The story may be familiar but "don't let that worry you"
26 April 2007 | by See all my reviews

Norma Shearer plays Dolly Haven, an ambitious ingénue who applies for a job as a stenographer in a New York casting agency, but instead is hired as the "class" portion of a vaudeville act. Dolly has no real talent--can't sing, can't dance, can't act--but just by walking across the stage dressed elegantly, she quickly becomes the toast of Broadway. Of course, all this success starts to go to her head and she starts behaving like a big-time diva, much to the dismay of Johnny Storm (played by Oscar Shaw, a prominent Broadway star of the time), the hoofer who discovered her and, as it turns out, contributed greatly to the publicity machine surrounding her rise to fame.

After being wooed away to another troupe, in which she believes she will achieve even more success, things start to go downhill and Dolly finds herself reduced to a member of the chorus in a third-rate act, playing in small-town venues. It's only when she learns to become a "real trouper" in the midst of a crisis situation backstage that Dolly redeems herself.

Norma Shearer does fine work in this film, exhibiting an impressive emotional range as her character develops from a stagestruck girl to a haughty star with attitude, and finally to a humbled and wiser young woman. She is surrounded by a top-notch supporting cast, notably Tenen Holtz as the casting agent Sam Davis (who gets all the good lines in Joe Farnham's titles), and Oscar Shaw as Johnny.

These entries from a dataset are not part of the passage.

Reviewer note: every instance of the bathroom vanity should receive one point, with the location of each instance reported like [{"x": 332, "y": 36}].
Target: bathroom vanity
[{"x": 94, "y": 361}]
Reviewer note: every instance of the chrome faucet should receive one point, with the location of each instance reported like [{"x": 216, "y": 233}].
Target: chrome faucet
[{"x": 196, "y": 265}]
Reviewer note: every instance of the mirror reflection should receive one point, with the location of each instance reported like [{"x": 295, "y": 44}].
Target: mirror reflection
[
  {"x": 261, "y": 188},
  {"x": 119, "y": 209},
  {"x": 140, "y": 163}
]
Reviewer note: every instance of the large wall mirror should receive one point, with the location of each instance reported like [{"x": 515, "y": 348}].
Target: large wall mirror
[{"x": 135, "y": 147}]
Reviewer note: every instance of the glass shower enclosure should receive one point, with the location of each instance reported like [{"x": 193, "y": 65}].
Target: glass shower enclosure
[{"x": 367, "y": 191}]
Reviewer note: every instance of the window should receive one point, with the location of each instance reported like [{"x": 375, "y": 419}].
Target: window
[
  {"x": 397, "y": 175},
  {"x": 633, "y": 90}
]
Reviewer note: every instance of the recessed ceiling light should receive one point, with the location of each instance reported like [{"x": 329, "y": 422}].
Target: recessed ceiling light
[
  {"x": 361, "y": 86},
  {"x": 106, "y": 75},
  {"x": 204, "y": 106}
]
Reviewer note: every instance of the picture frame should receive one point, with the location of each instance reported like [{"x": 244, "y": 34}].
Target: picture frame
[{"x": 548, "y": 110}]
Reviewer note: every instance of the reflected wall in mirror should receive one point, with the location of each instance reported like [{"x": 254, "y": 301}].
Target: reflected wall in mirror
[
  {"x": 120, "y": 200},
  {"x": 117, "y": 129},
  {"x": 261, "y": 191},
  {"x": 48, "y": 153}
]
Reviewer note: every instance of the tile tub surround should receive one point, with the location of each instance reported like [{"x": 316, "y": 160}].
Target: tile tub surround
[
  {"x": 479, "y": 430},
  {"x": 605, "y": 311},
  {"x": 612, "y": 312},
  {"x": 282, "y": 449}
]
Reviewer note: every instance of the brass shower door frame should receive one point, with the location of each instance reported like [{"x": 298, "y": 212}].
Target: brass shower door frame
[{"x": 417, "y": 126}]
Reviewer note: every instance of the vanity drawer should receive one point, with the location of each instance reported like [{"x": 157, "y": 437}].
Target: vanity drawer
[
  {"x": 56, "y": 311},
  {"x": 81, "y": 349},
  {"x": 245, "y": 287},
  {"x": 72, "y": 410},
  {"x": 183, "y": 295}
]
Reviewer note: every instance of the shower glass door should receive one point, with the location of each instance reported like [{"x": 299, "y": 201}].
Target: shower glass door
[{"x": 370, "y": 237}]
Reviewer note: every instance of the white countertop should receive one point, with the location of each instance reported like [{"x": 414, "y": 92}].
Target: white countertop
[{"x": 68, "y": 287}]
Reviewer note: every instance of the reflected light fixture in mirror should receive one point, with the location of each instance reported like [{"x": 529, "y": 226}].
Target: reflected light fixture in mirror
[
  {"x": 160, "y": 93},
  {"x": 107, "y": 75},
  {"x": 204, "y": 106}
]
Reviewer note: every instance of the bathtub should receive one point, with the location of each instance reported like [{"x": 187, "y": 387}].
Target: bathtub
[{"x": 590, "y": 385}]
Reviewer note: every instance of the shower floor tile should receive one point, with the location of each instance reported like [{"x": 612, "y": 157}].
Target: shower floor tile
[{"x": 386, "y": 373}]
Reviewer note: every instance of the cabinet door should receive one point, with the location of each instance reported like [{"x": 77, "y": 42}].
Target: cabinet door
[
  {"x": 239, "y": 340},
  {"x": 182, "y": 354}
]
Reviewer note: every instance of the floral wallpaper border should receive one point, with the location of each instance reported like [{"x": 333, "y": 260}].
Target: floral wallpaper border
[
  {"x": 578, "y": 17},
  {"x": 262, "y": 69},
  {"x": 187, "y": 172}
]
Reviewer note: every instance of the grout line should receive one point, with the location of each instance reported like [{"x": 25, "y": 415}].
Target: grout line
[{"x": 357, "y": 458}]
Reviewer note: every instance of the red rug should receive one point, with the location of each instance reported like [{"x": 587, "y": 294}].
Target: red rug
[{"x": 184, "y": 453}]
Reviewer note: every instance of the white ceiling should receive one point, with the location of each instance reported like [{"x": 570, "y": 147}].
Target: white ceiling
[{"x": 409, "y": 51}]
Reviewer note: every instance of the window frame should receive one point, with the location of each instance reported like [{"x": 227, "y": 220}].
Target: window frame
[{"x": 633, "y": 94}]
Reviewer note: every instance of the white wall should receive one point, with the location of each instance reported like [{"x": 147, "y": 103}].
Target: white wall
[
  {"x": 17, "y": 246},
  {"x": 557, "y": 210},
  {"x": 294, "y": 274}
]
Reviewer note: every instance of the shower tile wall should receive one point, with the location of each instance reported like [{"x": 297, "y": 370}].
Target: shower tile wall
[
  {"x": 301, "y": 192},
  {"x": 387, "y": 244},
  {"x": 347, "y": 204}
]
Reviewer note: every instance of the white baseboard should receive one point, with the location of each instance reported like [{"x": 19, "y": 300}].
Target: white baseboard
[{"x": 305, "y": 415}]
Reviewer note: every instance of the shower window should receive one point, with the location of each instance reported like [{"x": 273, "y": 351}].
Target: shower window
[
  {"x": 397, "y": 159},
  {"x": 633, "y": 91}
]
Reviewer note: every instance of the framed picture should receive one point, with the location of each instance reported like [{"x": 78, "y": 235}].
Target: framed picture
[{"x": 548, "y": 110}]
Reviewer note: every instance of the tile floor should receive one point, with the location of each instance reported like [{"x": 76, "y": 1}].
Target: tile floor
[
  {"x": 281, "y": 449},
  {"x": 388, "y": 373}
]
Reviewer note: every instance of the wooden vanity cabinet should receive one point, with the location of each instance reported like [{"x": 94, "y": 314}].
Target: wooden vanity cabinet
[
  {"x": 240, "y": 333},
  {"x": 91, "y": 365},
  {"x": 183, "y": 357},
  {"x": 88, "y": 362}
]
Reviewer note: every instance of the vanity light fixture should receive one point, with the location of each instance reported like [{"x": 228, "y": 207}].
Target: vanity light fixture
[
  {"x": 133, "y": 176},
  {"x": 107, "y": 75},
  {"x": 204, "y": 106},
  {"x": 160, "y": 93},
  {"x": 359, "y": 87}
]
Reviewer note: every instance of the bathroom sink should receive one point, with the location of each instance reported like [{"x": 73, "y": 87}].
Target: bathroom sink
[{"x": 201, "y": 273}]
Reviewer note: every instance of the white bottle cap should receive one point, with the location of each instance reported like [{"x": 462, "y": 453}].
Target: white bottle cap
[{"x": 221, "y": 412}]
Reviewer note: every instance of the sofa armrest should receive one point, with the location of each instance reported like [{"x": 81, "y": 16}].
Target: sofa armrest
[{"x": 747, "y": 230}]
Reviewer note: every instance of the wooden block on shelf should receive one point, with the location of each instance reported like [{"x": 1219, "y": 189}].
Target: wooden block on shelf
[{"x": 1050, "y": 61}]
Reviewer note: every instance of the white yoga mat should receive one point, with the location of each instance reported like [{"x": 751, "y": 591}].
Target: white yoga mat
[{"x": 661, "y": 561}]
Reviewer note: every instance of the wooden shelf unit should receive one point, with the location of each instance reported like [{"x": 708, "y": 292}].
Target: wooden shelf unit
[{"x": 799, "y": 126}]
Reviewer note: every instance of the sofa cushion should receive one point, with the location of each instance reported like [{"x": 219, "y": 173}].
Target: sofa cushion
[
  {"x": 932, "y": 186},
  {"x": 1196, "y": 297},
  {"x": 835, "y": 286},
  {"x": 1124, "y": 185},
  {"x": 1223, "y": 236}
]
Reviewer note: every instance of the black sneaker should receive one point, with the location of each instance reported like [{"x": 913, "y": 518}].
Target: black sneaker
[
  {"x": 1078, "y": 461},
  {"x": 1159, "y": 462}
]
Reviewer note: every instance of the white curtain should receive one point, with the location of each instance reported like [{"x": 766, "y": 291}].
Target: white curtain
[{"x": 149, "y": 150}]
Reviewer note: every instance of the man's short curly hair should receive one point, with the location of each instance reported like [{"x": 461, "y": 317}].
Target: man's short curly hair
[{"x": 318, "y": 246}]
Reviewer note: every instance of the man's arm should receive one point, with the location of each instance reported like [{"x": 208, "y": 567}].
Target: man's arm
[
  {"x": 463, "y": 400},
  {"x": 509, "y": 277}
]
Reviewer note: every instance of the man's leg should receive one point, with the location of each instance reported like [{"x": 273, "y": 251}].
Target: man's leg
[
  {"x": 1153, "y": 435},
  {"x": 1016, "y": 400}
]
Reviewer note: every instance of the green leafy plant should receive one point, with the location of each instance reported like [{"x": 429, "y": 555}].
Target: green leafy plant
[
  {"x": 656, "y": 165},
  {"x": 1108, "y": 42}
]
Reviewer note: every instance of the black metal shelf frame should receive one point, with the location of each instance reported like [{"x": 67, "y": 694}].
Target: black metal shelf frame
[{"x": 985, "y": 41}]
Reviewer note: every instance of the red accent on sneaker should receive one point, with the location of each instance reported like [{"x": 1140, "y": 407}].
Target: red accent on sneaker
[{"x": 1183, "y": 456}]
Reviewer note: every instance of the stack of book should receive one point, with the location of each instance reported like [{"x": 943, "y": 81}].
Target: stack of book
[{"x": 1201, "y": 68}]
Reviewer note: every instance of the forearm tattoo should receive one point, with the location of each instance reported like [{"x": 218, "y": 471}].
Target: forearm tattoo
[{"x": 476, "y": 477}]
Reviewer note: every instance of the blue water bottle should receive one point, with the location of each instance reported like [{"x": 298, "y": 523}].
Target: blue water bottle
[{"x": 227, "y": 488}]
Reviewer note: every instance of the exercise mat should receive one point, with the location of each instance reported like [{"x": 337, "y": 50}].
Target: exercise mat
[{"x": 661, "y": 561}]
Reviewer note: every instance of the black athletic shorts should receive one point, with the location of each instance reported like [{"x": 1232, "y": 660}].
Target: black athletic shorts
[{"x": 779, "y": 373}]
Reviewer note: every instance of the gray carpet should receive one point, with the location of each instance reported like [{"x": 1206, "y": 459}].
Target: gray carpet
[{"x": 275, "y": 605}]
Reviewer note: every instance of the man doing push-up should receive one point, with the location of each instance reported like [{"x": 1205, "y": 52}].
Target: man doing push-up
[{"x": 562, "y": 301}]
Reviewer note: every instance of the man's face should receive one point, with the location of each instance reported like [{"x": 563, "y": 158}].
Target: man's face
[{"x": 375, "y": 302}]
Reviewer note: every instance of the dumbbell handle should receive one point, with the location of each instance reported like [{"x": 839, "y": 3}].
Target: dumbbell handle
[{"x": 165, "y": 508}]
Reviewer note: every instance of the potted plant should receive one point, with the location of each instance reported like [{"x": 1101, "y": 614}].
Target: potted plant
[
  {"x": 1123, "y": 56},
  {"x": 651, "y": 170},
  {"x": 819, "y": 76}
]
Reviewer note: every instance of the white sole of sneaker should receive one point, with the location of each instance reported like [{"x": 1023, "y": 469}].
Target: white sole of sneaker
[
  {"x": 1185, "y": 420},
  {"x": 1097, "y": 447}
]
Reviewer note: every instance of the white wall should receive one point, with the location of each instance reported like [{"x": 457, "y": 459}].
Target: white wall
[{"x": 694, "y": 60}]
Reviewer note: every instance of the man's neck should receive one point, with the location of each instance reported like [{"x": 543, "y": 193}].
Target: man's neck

The picture is well directed by Monta Bell, whose careful attention to realistic detail in his films always impresses me. Bell composes his shots beautifully, and especially the Christmas Eve snow scenes are beautifully choreographed and photographed. There is also an interesting use of the "zoom" technique, though of course without a zoom lens. The story invites comparison with EXIT SMILING, another MGM film from 1926--both provide insightful behind-the-scenes glimpses of vaudeville life even as it was on the verge of extinction.